Tips and ideas from the Library of Congress to help you organise your digital material

Keeping Personal Websites, Blogs and Social Media

If you have a blog, website, Facebook page or other way to share information on the Internet, you also have a rich source of information that you should think about saving for the future.

For this category you need to start any archiving process by first identifying what you have. You might have multiple places where you share information, and you should give consideration to them all.

Archiving Tips

Identify where you have Websites

  • Locate all your content on the Web, including personal websites and social media sites and services.
  • Be sure to include current information as well as any older (archived) content.

Decide which information has long-term value

  • Pick the information that you feel is especially important.
  • You can pick individual pieces of information or you can select whole pages or websites.

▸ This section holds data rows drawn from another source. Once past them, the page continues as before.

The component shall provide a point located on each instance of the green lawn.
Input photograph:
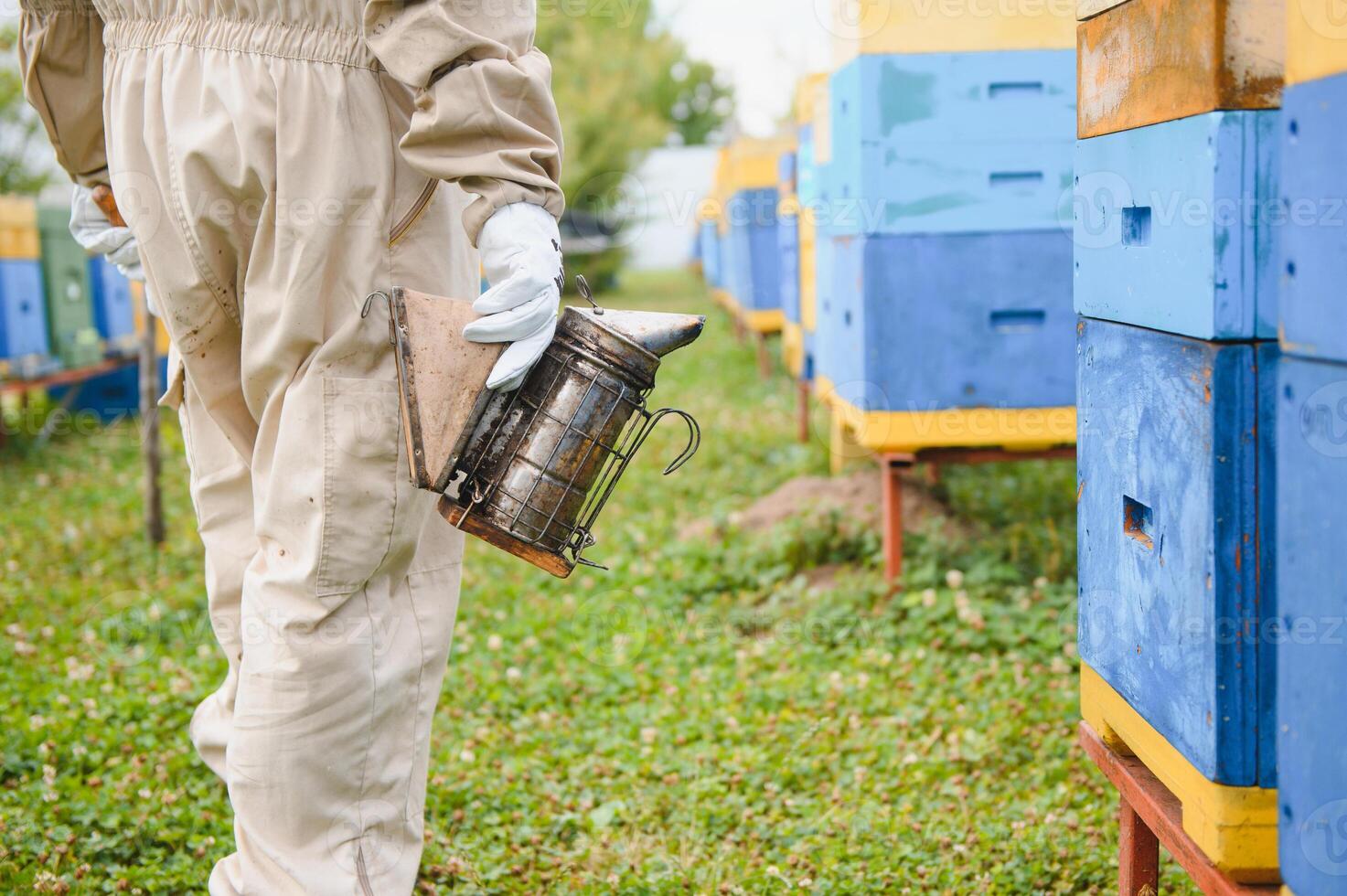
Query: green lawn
(700, 719)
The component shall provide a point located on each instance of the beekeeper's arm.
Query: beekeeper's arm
(61, 57)
(486, 120)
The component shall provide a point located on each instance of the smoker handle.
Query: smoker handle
(694, 435)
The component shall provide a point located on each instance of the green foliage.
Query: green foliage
(23, 143)
(711, 716)
(623, 88)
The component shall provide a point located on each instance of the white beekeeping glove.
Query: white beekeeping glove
(91, 229)
(521, 256)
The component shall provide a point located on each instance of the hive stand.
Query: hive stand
(1150, 816)
(891, 478)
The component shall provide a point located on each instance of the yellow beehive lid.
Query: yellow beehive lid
(19, 228)
(1316, 40)
(868, 27)
(751, 164)
(807, 97)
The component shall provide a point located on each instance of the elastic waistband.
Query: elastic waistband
(281, 39)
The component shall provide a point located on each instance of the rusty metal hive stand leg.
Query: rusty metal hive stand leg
(891, 484)
(1152, 816)
(802, 389)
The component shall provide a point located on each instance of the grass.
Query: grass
(700, 719)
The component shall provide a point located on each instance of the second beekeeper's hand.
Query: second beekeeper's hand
(91, 229)
(521, 256)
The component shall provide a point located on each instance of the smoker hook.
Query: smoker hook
(694, 437)
(583, 286)
(369, 302)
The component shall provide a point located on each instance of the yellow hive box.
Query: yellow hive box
(751, 164)
(911, 432)
(1316, 39)
(1090, 8)
(1152, 61)
(19, 228)
(1235, 827)
(808, 272)
(866, 27)
(792, 347)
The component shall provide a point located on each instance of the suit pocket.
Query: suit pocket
(360, 445)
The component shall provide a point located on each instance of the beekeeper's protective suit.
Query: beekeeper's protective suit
(279, 161)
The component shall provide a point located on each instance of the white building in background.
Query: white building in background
(663, 196)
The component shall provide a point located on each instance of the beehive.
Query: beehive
(113, 306)
(1175, 227)
(1149, 61)
(948, 143)
(1313, 240)
(871, 27)
(923, 335)
(65, 271)
(1316, 40)
(1312, 662)
(1178, 519)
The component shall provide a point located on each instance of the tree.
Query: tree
(623, 88)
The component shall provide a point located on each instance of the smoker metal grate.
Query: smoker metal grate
(539, 517)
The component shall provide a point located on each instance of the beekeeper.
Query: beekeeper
(276, 164)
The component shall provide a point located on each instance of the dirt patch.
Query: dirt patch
(856, 497)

Export the selected information

  • If saving a limited amount of information, you can use the "save as" command in your web browser to export the website as individual files.
  • Creating archive copies of your website is a relatively easy task these days and there are a number of open-source programs available in the marketplace to facilitate this. The State Library of South Australia uses HTTrack website copier.
  • Save metadata for your Web content information, such as site name or date created.

Organise the information

  • Give individual files descriptive file names.
  • Create a directory/folder structure on your computer to put the saved information.
  • Write a brief summary of the directory structure and its files.

Make copies and manage them in different places

  • Make at least two copies of your selected information—more copies are better.
  • One copy can stay on your computer or laptop; put other copies on separate media such as DVDs, CDs, portable hard drives, thumb drives or Internet storage.
  • Store copies in different locations that are as physically far apart as practical. If disaster strikes one location, the other copy of your important web content in the other place should be safe.
  • Put a copy of the summary description with your important papers in a secure location.
  • Check your saved files at least once a year to make sure you can read them.
  • Create new media copies every five years or when necessary to avoid data loss.